In “Un passo alla volta” emerge chiaramente la dimensione spirituale che la cura e la guarigione hanno nell’approccio alla malattia del Centro San Nicola. Una spiritualità laica, scevra da ogni riferimento religioso, che ha come obiettivo quello di stimolare l’accettazione, la consapevolezza e «l’essere ogni giorno alla ricerca dell’esprimere la propria capacità intima di vedere la vita in un’altra maniera».

Al percorso di cura contribuisce silenziosamente ma radicalmente il paesaggio che circonda il centro, che Aliotta definisce «l’operatore magico di sottofondo». Non è difficile immaginare come il Centro sia quasi più conosciuto all’estero che in Italia e come – in particolare – gli ospiti stranieri riconoscano il valore e l’unicità del luogo.
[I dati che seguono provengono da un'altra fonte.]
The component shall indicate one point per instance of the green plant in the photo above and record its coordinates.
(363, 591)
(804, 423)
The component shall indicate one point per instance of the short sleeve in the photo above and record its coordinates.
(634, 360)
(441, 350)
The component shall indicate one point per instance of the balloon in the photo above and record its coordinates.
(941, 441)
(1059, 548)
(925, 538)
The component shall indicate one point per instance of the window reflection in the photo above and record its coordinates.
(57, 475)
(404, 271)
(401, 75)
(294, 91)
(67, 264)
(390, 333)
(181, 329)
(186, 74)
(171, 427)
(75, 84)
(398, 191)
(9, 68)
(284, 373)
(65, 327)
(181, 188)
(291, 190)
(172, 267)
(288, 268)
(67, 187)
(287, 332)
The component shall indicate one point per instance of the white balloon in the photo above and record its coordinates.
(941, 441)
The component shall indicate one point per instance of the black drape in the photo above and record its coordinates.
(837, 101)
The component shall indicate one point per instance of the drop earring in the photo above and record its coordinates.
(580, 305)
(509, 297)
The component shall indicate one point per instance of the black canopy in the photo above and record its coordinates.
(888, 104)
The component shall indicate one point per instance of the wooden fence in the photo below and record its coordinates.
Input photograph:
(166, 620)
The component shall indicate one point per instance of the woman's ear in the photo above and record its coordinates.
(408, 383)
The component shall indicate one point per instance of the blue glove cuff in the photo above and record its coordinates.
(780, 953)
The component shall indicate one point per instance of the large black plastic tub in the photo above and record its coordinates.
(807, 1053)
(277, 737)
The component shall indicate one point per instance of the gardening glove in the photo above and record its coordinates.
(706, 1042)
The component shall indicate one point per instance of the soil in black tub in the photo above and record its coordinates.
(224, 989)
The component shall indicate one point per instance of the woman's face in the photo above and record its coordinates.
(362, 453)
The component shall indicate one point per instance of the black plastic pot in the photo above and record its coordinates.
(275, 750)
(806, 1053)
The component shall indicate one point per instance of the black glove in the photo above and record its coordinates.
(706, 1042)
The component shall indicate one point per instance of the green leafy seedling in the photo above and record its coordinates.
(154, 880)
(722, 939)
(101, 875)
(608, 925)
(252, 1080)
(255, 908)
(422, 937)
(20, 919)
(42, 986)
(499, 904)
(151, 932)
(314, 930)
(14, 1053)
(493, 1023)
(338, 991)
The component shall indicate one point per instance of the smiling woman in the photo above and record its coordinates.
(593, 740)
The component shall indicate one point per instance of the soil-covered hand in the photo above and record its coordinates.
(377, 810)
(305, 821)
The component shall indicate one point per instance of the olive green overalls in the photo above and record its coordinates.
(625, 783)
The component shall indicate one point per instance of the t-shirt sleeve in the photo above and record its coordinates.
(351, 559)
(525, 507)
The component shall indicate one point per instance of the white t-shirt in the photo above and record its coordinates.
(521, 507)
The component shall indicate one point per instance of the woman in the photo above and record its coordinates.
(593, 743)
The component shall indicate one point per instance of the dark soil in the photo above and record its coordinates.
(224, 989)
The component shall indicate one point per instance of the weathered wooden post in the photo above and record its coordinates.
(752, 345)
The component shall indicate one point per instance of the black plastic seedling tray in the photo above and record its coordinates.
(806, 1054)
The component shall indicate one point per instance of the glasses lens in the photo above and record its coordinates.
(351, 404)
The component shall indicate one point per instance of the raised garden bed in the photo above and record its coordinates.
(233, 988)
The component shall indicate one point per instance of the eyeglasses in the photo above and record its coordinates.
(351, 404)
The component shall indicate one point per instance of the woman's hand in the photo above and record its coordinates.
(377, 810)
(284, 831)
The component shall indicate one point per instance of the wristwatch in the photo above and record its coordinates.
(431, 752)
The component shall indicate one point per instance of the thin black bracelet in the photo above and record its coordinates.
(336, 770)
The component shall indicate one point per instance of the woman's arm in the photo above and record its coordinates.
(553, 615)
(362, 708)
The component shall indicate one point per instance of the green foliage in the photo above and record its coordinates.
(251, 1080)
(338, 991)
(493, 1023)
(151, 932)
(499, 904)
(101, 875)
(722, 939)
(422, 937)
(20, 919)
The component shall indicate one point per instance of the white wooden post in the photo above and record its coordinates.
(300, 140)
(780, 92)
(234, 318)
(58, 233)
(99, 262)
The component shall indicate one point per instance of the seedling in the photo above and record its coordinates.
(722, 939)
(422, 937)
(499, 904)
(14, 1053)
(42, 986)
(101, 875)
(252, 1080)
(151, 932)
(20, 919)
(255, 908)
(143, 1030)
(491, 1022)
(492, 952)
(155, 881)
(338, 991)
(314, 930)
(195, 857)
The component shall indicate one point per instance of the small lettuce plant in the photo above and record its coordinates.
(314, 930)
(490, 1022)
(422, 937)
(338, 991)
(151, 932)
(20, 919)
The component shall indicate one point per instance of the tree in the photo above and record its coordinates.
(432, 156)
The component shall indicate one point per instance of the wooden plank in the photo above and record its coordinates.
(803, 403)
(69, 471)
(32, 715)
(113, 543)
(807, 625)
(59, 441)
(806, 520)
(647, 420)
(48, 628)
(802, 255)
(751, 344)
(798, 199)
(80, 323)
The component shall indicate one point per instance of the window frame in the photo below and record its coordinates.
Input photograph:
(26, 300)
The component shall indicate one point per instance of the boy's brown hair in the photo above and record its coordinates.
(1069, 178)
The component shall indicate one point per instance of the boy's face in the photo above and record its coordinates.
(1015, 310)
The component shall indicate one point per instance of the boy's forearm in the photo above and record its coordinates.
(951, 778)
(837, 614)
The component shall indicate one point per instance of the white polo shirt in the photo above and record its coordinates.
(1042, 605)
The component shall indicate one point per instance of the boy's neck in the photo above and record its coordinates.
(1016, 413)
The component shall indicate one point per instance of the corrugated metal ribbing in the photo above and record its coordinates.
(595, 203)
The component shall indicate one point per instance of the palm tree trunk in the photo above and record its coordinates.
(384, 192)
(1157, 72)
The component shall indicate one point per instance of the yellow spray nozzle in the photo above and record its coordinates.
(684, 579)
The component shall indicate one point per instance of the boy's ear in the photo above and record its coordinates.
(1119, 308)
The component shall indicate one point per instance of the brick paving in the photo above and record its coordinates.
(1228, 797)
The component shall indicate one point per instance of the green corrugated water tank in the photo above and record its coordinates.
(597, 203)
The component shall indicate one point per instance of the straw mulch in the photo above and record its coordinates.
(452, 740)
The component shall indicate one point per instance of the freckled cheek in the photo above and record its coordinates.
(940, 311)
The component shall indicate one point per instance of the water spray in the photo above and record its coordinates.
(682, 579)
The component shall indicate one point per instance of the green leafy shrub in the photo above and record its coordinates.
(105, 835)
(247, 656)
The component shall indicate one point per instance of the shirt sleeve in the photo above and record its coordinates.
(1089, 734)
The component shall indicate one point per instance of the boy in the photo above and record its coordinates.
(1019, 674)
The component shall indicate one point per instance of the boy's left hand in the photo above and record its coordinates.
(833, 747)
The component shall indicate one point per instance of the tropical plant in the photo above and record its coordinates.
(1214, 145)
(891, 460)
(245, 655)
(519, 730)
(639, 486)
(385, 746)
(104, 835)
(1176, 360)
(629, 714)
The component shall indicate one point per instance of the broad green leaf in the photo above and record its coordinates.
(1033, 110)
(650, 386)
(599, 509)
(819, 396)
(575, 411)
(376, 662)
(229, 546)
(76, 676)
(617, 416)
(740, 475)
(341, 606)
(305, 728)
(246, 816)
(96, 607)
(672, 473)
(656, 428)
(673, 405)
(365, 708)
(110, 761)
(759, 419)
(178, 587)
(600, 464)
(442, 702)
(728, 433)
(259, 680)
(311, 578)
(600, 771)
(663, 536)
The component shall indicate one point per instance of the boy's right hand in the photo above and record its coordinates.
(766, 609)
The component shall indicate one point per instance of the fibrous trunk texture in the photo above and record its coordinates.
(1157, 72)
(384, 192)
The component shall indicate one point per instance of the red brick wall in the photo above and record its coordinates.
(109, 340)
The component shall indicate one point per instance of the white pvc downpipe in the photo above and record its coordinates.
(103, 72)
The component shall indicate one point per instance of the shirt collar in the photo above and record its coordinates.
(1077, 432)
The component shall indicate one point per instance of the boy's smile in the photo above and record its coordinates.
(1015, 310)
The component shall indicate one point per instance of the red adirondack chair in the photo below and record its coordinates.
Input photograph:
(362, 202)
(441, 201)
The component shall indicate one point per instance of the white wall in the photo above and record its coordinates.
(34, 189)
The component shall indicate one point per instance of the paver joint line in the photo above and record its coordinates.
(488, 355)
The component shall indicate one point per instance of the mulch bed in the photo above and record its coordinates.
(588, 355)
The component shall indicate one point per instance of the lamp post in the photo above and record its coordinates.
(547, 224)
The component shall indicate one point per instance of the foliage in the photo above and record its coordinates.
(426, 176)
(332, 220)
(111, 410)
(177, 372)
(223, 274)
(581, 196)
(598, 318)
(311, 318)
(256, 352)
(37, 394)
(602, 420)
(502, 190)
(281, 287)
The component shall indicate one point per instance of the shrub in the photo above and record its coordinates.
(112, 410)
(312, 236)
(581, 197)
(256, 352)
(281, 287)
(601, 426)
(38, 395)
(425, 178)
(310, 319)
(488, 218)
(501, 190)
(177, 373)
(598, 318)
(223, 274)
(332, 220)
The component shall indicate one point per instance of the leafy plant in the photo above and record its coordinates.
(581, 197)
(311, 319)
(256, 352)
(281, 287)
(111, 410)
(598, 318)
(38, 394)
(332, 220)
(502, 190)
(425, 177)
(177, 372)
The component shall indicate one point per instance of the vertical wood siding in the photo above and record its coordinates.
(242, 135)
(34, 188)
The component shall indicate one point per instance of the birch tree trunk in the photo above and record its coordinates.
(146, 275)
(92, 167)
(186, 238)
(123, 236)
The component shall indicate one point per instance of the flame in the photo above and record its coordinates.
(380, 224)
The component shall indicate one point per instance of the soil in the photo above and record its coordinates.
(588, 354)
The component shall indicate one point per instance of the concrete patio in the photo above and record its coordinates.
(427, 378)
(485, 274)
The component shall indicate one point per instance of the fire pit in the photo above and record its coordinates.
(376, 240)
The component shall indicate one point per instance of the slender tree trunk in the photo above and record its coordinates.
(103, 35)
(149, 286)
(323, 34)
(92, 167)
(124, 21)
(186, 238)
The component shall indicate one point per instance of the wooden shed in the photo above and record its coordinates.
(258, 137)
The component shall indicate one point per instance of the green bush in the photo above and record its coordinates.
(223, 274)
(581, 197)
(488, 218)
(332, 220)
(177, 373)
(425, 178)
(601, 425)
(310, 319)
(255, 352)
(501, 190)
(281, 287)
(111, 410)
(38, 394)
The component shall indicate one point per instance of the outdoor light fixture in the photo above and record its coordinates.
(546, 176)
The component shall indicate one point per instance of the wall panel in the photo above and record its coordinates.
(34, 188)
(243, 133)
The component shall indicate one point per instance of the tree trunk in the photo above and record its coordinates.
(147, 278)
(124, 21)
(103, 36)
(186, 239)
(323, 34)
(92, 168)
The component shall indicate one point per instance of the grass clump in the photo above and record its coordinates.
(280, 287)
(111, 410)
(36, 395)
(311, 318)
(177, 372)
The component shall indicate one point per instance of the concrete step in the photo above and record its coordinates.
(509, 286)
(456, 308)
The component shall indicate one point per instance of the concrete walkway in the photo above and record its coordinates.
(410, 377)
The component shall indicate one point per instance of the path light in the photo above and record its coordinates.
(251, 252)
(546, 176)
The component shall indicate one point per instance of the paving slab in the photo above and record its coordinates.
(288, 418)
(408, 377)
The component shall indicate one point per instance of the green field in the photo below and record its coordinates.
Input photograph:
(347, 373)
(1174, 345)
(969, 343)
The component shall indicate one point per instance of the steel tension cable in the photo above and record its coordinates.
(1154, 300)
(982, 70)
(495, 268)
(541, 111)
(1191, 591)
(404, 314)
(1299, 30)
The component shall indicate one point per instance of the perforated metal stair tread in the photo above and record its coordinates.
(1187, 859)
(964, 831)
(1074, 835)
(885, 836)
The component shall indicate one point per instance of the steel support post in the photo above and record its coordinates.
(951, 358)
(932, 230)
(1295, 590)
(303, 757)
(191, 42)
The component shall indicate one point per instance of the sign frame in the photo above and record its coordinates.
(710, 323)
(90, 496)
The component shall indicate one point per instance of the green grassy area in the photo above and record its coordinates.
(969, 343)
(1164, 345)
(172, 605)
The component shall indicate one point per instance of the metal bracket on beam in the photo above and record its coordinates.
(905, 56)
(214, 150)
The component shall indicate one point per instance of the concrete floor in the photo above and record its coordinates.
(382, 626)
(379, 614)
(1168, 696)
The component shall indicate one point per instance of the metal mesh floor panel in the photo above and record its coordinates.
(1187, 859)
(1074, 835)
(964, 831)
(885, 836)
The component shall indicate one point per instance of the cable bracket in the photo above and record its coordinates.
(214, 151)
La natura e la struttura in cui si trova il centro restituisce dignità e rispetto ad una malattia, nel pensiero comune, macchiata da colpa.

Allo stesso modo, “Un passo alla volta” contribuisce a creare cultura e a calare quel velo stereotipico e stereotipante che veste la percezione comune della dipendenza patologica. L’esperienza di Vincenzo Aliotta e la lettura che ne fa, diventa occasione condivisa di comprensione sociale e umana dell’altro, del sé e di dinamiche insospettabilmente diffuse e caratterizzanti della società moderna.